Jurisdiction of Civil Courts: An Introduction
Types of jurisdiction are nowhere provided in CPC. In the Civil Procedure Code, 1908, we cannot find the explanation of the term jurisdiction, of the civil court. In other words, the simple meaning of the jurisdiction that can be derived from the CPC is the jurisdiction described as the power of the courts to settle the dispute.
The Latin maxim, 'Ubi jus Ibi Remedium' which means where there is a right, there is a remedy. So, anyone having an objection has the right to sue which is provided under legal provisions.
Meaning of Jurisdiction
We can seek the meaning of the jurisdiction in two Latin terms - 'Juris' and 'Dicta'. Here, the meaning of Juris is the 'Law' and Dicta means 'To Speak'. So, we can see that the term jurisdiction means 'Speak by Law'.

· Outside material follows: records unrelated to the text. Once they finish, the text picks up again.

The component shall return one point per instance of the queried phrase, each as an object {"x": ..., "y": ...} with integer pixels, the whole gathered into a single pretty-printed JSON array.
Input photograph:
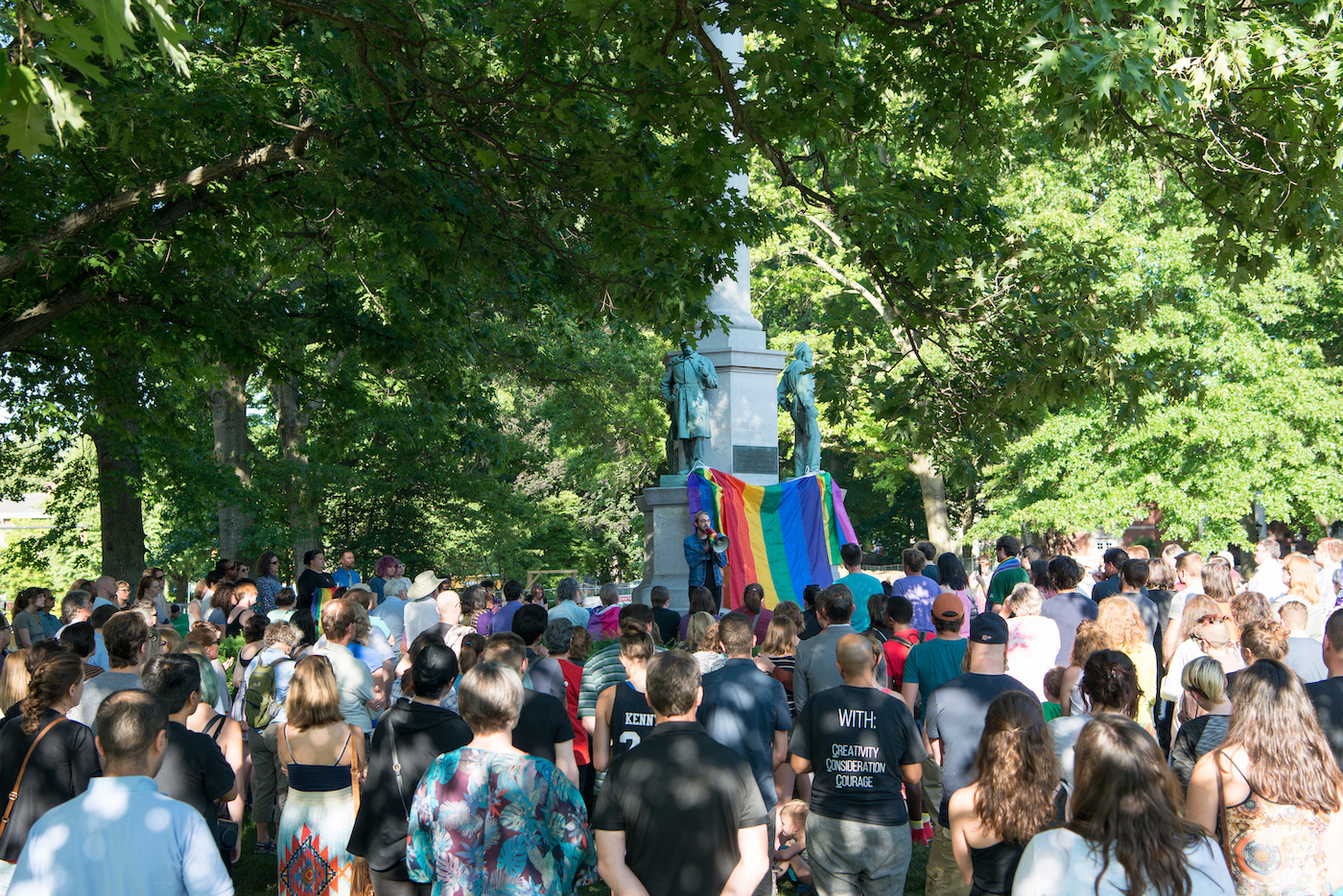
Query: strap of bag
[
  {"x": 1221, "y": 814},
  {"x": 219, "y": 727},
  {"x": 396, "y": 766},
  {"x": 17, "y": 782}
]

The definition of jurisprudence has not been provided under the Civil Procedure Code.
Generally, jurisdiction is defined as the power of the judiciary or the extent to which the court exercises its power over suits, appeals etc.
Black's law dictionary defines the word 'Jurisdiction' as 'A power of the court to decide the case or issue a decree.'
Types of Jurisdiction of the Civil Court
The civil jurisdiction of the court empowers the court to deal with disputes of civil nature. Here, we'll discuss some types of jurisdiction of the civil court.
1. Original Jurisdiction
Original jurisdiction empowers the court to entertain any dispute of civil nature at an early stage. In simple words, where we file the civil suit at the first instance to deal with our issue is the original jurisdiction of the court.
Example: Consider, there is a dispute of civil nature between two states, then the case should be filed before the Supreme Court and not before the High Court or District Court. Thus, this is the original jurisdiction of the Supreme Court.
2. Territorial / Area Wise Jurisdiction
The territorial / area wise jurisdiction of the court depends on the territory within which the court is empowered to deal with the matters of civil nature is called its territorial jurisdiction. So, the court does not have the power to deal with civil disputes beyond its territorial jurisdiction.
The limits of territorial or area wise jurisdiction have been fixed by the Government. And, the courts and tribunals cannot exercise their jurisdiction beyond the limits imposed by the Government.
Example: The dispute relating to the partition of the immovable property situated in the district can be filed before that particular district court and not to any other district court. If the disputed property is located in the district then the same district court has the power to deal with the issue.
Similarly, the Bombay High Court has the power to deal with issues arising within the State of Maharashtra only and not outside.
3. Pecuniary / Monetary Jurisdiction
The meaning of pecuniary jurisdiction or monetary jurisdiction, it is the monetary value of the subject matter in the suit which is heard and decided by the authority of the court.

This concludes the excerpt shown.